The Training of Paramedics curriculum was the first type of programme in the country’s history. It takes about 2 years for individuals to complete their training in preparation to be sent out in the field to assist with emergency situations.
Presidential Summit on Universal Health Coverage
In the first quarter of 2014, the President held a week-long Presidential Summit on Universal Health Coverage, with the aim of boosting efforts to provide access to affordable, high quality healthcare for every Nigerian. This summit sought to strategize about the processes and roadmap involved with instigating a Universal Health Coverage policy. At this event, the President stated that health insurance must be compulsory for citizens.
In December 2014, he signed into law a major National Health Bill. This bill includes a Basic Health Care Provision Fund that provides all citizens with access to basic health care. Many see this bill as the Nigerian version of Obamacare.
The goal is to create a national health system. This includes a Basic Health Care Provision Fund that provides all citizens with access to basic health care. In particular, a large amount is given to the National Health Insurance Scheme, which helps pregnant women, children, disabled people and the elderly. The other half is used for necessary vaccinations and PCH centres and resources. Previously the country allocated less than 5% of its budget to health.
Another major benefit of this new law is that it regulates health facilities’ acceptance throughout the country of people in accidents or emergency situations. Nigerian officials and civil servants cannot use these public funds for their own medical treatment out of the country.
Success Rates under President Jonathan
Due to President Jonathan’s work and SURE-P in particular, there has already been a 26% decrease in the maternal mortality rate and a 22% decrease in neonatal mortality rate.

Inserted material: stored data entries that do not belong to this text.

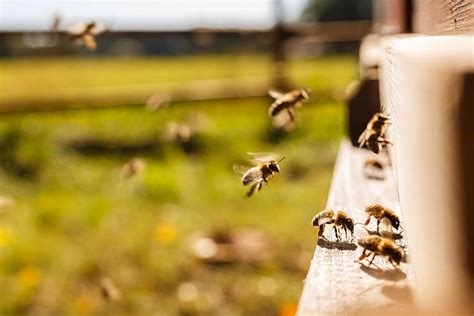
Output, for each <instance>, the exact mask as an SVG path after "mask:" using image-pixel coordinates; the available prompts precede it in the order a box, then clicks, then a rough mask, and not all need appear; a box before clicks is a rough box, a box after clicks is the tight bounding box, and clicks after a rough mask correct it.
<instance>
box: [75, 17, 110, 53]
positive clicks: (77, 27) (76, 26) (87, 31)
mask: <svg viewBox="0 0 474 316" xmlns="http://www.w3.org/2000/svg"><path fill="white" fill-rule="evenodd" d="M104 30H105V28H104V26H103V25H102V24H99V23H98V22H95V21H92V22H89V23H81V24H77V25H74V26H73V27H72V28H71V29H70V30H69V34H70V36H71V38H72V40H73V41H74V42H75V43H76V44H78V45H83V46H85V47H87V48H88V49H89V50H95V49H96V48H97V43H96V41H95V37H96V36H97V35H99V34H100V33H102V32H103V31H104Z"/></svg>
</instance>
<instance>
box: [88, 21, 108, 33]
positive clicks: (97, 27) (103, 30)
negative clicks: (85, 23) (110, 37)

From the Saving One Million Lives initiative, over 433,650 lives have been saved in a remarkably short period –November 2012 to June 2013. Infant mortality rates in Nigeria have historically been among the worst throughout the globe, but the President has done a remarkable amount to change this equation for the better.
When one remembers that in 2014, Nigeria was certified guinea worm-free as well as Ebola-free, that would help one to understand the type of milestones that have been recorded.
These achievements mark just a small part of the progress that this President has made in his relatively first term in office. It is clear that if given another chance, he would do more.